# hydroponic method to grow plants



## freshreef (May 14, 2004)

what do u think about it? 
did any of u tried it? 
we have a few "grow your own" shops (your own weed/grass ;-) ) but they hold very nice tricks - can i make hydro greenhouse for water plants (ludwigias, rotalas, "grass" plants like eleocharis, hemiantus etc )? 

if not , can i use their substrate ( small pure clay balls) ?


----------



## MiamiAG (Jan 13, 2004)

mor b said:


> what do u think about it?
> did any of u tried it?
> we have a few "grow your own" shops (your own weed/grass ;-) ) but they hold very nice tricks - can i make hydro greenhouse for water plants (ludwigias, rotalas, "grass" plants like eleocharis, hemiantus etc )?
> 
> if not , can i use their substrate ( small pure clay balls) ?


Of course you can. This is how most nurseries grow plants.

Pictures from Tropica:

















Pictures from Florida Aquatic Nurseries:

















Oriental in Singapore:









Substrates vary on the setup you use and the plant you are growing. Also, the maturity of the plant is important.

My set up was made up of hydroponic growing trays connected to each other and then to a reservoir underneath.

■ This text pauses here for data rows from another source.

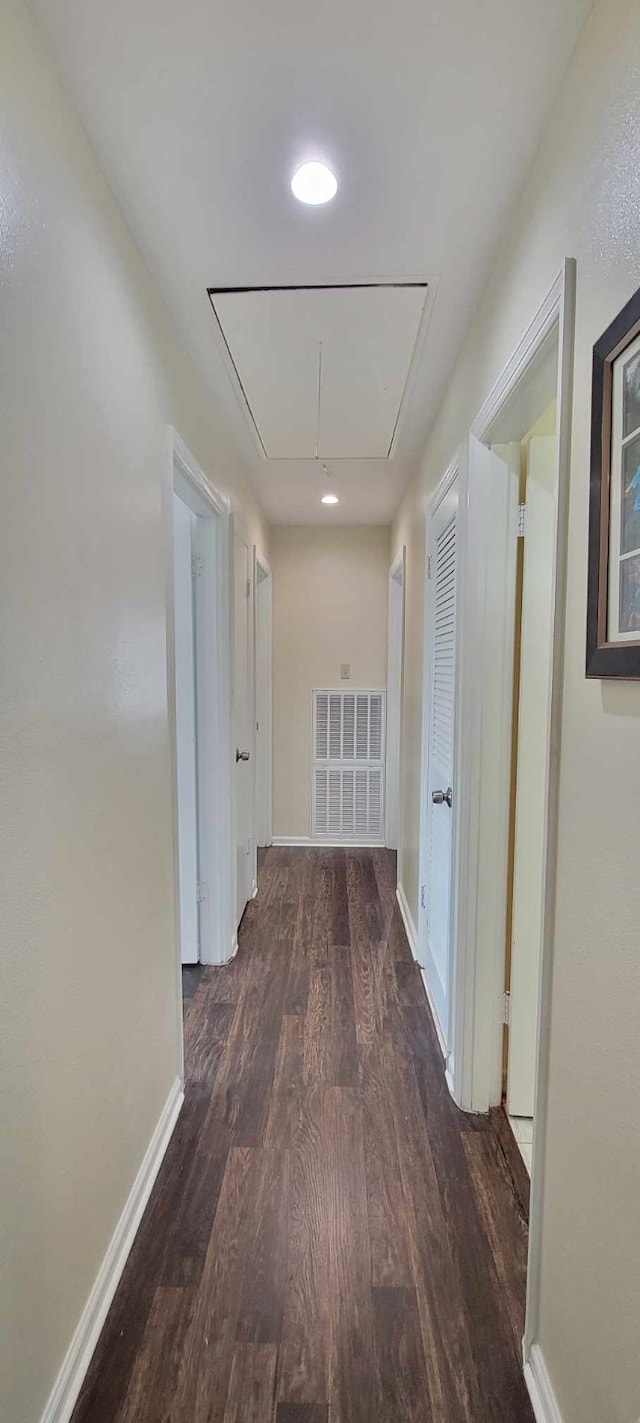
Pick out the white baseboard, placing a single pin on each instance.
(327, 844)
(413, 938)
(78, 1356)
(541, 1392)
(407, 919)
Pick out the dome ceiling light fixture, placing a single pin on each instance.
(313, 184)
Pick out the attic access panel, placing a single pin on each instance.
(322, 369)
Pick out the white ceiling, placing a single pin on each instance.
(427, 110)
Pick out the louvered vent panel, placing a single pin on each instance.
(347, 787)
(444, 651)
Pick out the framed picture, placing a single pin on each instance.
(613, 598)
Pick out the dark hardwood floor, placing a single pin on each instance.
(329, 1238)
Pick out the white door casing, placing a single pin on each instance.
(394, 699)
(532, 774)
(263, 656)
(438, 784)
(242, 722)
(185, 730)
(211, 622)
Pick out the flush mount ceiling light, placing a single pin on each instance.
(313, 184)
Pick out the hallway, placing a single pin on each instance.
(329, 1238)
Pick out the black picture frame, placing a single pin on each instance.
(605, 658)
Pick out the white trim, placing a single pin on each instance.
(413, 942)
(541, 1392)
(565, 403)
(478, 1053)
(526, 349)
(185, 475)
(263, 717)
(68, 1382)
(327, 844)
(407, 918)
(558, 309)
(393, 820)
(485, 670)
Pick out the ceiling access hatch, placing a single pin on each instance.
(322, 370)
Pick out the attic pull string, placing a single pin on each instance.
(319, 403)
(319, 394)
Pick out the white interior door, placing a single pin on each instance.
(242, 726)
(438, 790)
(185, 719)
(532, 773)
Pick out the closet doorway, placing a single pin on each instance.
(199, 693)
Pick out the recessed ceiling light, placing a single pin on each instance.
(315, 184)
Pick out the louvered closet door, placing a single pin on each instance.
(440, 816)
(347, 777)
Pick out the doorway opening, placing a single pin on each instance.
(394, 699)
(495, 712)
(198, 692)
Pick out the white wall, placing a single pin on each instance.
(582, 199)
(329, 606)
(90, 374)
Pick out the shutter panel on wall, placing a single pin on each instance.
(347, 786)
(444, 651)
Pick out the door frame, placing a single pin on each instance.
(451, 474)
(393, 826)
(475, 1080)
(212, 656)
(263, 697)
(238, 528)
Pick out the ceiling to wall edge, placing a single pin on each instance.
(427, 282)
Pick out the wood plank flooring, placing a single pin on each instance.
(329, 1238)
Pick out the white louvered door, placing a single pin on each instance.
(347, 776)
(441, 740)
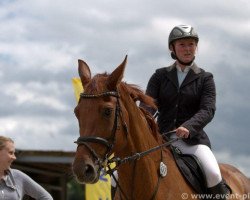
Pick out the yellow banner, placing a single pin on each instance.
(102, 189)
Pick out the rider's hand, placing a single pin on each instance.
(182, 132)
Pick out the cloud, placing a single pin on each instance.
(40, 42)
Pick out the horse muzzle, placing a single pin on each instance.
(85, 171)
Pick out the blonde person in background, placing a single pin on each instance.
(14, 184)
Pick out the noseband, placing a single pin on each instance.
(85, 140)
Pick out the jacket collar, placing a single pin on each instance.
(192, 74)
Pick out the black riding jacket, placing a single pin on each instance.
(192, 105)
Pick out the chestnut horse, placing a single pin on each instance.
(110, 121)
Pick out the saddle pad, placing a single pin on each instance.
(190, 168)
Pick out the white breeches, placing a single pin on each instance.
(207, 159)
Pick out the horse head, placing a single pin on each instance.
(99, 117)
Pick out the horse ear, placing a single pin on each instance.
(116, 76)
(84, 72)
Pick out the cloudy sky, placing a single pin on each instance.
(40, 42)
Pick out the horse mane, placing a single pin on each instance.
(97, 85)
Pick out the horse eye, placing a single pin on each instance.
(107, 112)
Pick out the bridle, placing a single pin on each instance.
(109, 142)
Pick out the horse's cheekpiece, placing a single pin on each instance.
(163, 169)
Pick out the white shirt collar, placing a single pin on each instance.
(186, 69)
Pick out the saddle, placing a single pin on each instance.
(190, 167)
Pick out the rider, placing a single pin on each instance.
(185, 95)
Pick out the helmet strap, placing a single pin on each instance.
(174, 56)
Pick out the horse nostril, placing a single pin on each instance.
(89, 169)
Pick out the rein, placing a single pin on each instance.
(105, 162)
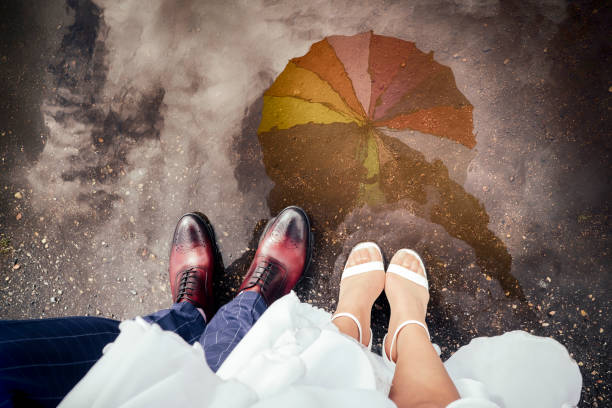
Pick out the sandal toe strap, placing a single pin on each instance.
(408, 274)
(363, 268)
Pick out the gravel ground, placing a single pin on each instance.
(116, 120)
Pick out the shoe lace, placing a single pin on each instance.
(187, 284)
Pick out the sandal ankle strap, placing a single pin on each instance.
(354, 319)
(389, 359)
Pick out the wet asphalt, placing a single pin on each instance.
(114, 121)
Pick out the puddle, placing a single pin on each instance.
(327, 155)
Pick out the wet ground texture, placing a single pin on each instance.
(115, 120)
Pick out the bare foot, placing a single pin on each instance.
(408, 300)
(358, 293)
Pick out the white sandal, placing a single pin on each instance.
(356, 270)
(419, 280)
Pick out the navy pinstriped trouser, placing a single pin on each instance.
(41, 360)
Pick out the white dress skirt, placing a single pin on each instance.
(295, 357)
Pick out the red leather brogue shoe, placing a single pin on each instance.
(282, 257)
(193, 259)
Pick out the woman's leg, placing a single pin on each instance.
(420, 378)
(359, 292)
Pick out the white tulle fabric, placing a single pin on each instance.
(295, 357)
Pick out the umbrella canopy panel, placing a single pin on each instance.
(323, 146)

The plants where in styrofoam rafts that floated in the nutrient solution.


----------



## punie (Jan 10, 2005)

Any chance of us getting to see your setup, Art?
I've been scouring online for ages but have yet to come to a site that teaches a step by step guide to setting up and emersed setup.
Going to the hydro store and asking, i feel like i'm being suckered into buying stacks of over priced items and stuff i never needed.

Cheers,
Jerome


----------



## MiamiAG (Jan 13, 2004)

Jerome,

Sure, I posted a picture and talked about it here. Unfortunately, I don't have any other pics that I can find. I can answer any questions you may have.


----------



## Phil Edwards (Jan 22, 2004)

If you're interested in doing hydroponic growing inside for less than you can get at your local Weed Shop, try getting a few 10g tanks and plumbing them all to the same pump for circulation. Then it's just a matter of making an eggcrate riser and punching holes in plastic pots to allow circulation under and into the pots. Using an inert medium such as Perlite or Shultz Aquatic Plant Soil is your best bet. Soils are possible, but are much more likely to cause problems in hydroponic culture.


----------